Index word and pdf documents for full-text search

Hello list,

I’m about to start building a document catalog in Rails, and it is
basically
a catalog for .doc and .pdf documents. First, I would like to know if
there
is anything like lucene for Rails (or Ruby) - maybe a Rails plugin?

Second: It would be nice if the user could search for a term and the
search
engine could “look into” the available documents. Would it be possible
somehow to pre-index word and pdf documents so that they would be
searchable
?

Thanks,

Marcelo.

Hi Marcelo,

Take a look at acts_as_solr

http://acts_as_solr.railsfreaks.com/

It provides a simple Rails integration with Solr (a search server
based on Lucene that includes XML and JSON APIs).

Mike

On Aug 27, 3:41 pm, “Marcelo de Moraes S.” [email protected]

Hi Mike, thanks for the tip!

On 8/27/07, Marcelo de Moraes S. [email protected] wrote:

Hello list,

I’m about to start building a document catalog in Rails, and it is basically
a catalog for .doc and .pdf documents.

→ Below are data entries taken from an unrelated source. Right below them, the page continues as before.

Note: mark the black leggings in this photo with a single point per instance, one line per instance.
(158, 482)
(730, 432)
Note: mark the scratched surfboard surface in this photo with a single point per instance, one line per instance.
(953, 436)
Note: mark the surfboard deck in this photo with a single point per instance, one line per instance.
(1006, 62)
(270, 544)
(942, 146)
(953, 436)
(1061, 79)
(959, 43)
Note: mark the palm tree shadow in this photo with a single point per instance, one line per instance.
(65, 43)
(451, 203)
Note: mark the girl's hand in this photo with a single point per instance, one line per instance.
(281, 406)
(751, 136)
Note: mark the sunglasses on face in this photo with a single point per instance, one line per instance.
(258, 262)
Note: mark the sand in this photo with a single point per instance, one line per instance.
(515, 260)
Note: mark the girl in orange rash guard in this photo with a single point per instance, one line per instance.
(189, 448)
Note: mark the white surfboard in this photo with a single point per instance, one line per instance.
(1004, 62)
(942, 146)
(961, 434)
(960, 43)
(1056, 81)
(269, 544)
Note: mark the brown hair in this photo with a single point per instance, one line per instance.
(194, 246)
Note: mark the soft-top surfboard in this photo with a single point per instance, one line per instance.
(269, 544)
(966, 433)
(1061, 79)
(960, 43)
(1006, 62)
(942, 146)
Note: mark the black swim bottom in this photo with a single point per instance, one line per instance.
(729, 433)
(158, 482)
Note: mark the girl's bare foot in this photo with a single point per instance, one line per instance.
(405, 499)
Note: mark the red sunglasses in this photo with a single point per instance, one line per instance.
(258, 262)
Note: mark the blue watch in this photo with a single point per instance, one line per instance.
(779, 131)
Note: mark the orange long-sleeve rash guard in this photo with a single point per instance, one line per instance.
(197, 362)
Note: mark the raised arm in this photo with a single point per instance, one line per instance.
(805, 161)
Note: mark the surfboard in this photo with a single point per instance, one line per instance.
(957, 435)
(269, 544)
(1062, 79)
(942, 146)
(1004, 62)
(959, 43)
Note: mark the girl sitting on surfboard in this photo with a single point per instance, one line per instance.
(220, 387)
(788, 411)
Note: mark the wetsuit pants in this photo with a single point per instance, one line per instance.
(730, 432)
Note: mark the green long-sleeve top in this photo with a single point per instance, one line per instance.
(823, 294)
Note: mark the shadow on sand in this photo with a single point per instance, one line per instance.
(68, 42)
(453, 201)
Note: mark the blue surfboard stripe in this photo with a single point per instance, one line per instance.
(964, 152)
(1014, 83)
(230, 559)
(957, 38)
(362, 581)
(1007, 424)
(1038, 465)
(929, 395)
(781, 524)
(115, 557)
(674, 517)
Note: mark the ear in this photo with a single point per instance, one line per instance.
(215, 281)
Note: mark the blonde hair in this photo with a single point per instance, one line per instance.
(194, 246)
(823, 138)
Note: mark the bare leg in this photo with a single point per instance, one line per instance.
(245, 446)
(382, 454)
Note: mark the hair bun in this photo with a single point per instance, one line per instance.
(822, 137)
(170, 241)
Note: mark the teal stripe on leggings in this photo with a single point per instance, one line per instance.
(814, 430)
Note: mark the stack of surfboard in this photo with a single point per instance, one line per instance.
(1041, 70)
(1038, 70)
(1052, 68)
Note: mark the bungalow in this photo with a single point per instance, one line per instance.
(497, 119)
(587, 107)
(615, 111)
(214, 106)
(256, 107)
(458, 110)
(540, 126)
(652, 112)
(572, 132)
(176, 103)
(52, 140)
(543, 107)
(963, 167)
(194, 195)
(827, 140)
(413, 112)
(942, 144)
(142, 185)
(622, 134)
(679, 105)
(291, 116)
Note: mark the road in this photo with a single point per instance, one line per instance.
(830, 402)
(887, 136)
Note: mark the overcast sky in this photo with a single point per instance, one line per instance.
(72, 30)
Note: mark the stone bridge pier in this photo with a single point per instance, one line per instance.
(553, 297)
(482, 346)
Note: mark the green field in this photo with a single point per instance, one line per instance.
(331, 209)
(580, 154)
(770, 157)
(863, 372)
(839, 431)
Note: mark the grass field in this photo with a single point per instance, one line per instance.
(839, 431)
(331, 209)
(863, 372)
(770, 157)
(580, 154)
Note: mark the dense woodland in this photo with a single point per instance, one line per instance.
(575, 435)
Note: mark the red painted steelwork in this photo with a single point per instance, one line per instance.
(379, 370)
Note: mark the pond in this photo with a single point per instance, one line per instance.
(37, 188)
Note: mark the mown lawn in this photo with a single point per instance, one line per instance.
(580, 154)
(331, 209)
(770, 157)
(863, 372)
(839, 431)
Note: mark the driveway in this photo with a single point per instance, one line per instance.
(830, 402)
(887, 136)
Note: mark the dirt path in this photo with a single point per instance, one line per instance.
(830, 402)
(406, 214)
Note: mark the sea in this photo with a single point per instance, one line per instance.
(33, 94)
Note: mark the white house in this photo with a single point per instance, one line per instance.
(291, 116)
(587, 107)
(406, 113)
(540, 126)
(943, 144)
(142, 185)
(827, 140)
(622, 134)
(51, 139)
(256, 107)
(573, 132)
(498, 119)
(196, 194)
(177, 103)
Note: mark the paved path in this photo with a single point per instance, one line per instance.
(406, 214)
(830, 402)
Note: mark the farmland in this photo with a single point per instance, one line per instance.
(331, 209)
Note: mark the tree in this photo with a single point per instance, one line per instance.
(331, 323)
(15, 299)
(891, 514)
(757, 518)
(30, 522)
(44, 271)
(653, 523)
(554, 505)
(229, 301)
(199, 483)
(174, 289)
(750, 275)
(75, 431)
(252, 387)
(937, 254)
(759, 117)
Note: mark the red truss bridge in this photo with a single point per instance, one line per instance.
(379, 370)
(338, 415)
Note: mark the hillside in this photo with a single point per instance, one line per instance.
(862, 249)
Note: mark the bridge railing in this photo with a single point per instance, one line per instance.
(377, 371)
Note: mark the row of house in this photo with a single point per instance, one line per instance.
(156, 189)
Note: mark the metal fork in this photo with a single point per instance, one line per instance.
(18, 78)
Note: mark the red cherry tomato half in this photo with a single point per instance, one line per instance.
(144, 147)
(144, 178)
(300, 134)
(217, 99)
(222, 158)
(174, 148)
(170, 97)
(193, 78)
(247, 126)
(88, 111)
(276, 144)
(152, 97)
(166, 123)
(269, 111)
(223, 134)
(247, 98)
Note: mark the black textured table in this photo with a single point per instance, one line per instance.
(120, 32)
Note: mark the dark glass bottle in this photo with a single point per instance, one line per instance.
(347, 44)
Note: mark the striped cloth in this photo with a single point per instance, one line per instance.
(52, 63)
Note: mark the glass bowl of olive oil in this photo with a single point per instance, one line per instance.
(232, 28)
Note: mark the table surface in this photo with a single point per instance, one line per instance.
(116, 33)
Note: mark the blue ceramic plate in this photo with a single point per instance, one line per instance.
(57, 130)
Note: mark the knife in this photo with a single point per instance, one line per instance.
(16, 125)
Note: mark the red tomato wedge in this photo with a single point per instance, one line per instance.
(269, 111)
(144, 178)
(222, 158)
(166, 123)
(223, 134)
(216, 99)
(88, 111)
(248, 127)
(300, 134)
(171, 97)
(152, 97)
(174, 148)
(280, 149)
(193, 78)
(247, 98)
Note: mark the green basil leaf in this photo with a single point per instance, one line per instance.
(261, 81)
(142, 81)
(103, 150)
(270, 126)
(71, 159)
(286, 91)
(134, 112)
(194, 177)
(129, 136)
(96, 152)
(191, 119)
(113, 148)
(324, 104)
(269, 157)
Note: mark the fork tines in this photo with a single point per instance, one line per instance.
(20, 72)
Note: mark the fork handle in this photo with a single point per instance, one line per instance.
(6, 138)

First, I would like to know if there
is anything like lucene for Rails (or Ruby) - maybe a Rails plugin?

Second: It would be nice if the user could search for a term and the search
engine could “look into” the available documents. Would it be possible
somehow to pre-index word and pdf documents so that they would be searchable
?

As I’m finding out, this is extremely complicated. The search part is
pretty easy, we are using solr right now for that. The indexing part
is another matter. We are looking at indexing terabytes of word, pdf,
html, and whatever other formats we can support. We are storing ms
documents in pdf, but pdf is hard to index so I’m looking at using
open office to convert to xml, index it at that point, then convert
to pdf. So far I haven’t found anything open source that works as
well as open office for document conversion.

Chris